# Cyclic groups

## Defining Cyclic Groups

• A cyclic group is a special type of group that can be generated by a single element.
• The element that generates a cyclic group is called a generator of the group.
• These groups are called ‘cyclic’ because their elements can be listed in a cycle.
• Every cyclic group is abelian, which means its operation is commutative - the order in which elements are combined does not matter.

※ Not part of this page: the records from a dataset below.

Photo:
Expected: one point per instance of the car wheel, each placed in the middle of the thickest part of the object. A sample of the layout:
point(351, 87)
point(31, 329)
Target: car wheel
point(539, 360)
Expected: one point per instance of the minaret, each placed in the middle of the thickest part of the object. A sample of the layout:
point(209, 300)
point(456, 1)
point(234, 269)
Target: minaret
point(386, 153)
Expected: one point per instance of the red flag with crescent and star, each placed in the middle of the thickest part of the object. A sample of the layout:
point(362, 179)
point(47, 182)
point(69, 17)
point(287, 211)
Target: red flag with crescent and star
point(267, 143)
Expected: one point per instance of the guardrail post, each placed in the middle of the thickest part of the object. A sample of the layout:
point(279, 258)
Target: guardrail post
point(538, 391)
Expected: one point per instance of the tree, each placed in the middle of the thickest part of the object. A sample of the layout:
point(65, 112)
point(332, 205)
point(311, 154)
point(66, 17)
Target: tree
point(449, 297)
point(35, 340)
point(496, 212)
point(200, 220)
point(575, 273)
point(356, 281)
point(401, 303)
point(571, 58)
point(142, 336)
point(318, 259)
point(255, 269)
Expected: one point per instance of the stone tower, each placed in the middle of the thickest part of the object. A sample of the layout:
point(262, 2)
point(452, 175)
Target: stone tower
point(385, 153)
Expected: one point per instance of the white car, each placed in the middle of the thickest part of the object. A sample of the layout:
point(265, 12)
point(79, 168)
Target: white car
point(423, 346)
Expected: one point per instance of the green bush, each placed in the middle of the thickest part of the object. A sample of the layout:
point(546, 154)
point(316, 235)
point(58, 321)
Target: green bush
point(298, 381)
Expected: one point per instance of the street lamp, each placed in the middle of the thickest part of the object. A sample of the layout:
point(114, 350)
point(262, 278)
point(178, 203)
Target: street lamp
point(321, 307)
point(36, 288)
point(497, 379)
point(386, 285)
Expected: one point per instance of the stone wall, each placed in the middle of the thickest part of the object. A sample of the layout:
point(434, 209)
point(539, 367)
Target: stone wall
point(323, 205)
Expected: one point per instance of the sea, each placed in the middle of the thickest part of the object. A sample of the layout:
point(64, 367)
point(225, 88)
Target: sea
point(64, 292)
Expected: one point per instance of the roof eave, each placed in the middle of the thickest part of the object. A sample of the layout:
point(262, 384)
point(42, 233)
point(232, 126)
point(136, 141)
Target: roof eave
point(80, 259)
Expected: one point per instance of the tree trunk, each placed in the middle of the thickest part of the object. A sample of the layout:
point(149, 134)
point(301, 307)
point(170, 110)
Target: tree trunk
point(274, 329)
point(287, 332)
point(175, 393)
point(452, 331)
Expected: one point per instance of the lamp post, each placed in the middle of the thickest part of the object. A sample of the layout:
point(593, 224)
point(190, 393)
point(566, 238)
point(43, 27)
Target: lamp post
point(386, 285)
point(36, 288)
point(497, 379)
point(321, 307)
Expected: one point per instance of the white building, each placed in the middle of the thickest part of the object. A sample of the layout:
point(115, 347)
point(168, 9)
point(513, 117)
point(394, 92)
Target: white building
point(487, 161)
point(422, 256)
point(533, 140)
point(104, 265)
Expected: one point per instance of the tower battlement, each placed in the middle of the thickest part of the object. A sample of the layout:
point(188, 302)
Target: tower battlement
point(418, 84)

## Properties of Cyclic Groups

• For a group to be cyclic, there must exist an element ‘g’ in the group such that every other element of the group can be written as a power of ‘g’.
• The order of an element is defined as the least positive integer ‘n’ such that g^n equals the identity element. It is also the size (number of elements) of the cyclic subgroup generated by that element.
• The order of a group is the number of elements in the group. If the group is finite and has ‘n’ elements, the group is said to have order ‘n’.

## Infinite and Finite Cyclic Groups

• Cyclic groups can be finite or infinite. If the powers of ‘g’ eventually repeat, the group is finite, otherwise, it is infinite.
• In a finite cyclic group of order ‘n’, there is a unique subgroup of order ‘d’ for every divisor ‘d’ of ‘n’, no two subgroups of the same order are the same.
• For infinite cyclic groups, each non-identity element generates a copy of the group of integers, under addition, and so has infinite order.
• An infinite cyclic group has exactly two generators, one for the positive integers and one for the negatives.

## Examples of Cyclic Groups

• The integers Z under addition, denoted (Z, +), form an infinite cyclic group. The generator is either 1 or -1.
• A finite cyclic group example is the clock arithmetic, also known as the integers mod n, denoted Z_n. It has n elements {0, 1, …, n-1} and the operation is addition modulo n. This group is generated by 1.
• Another example is the complex nth roots of unity under multiplication. It’s a finite group, and its elements are e^(2πik/n) for k=0,…,n-1.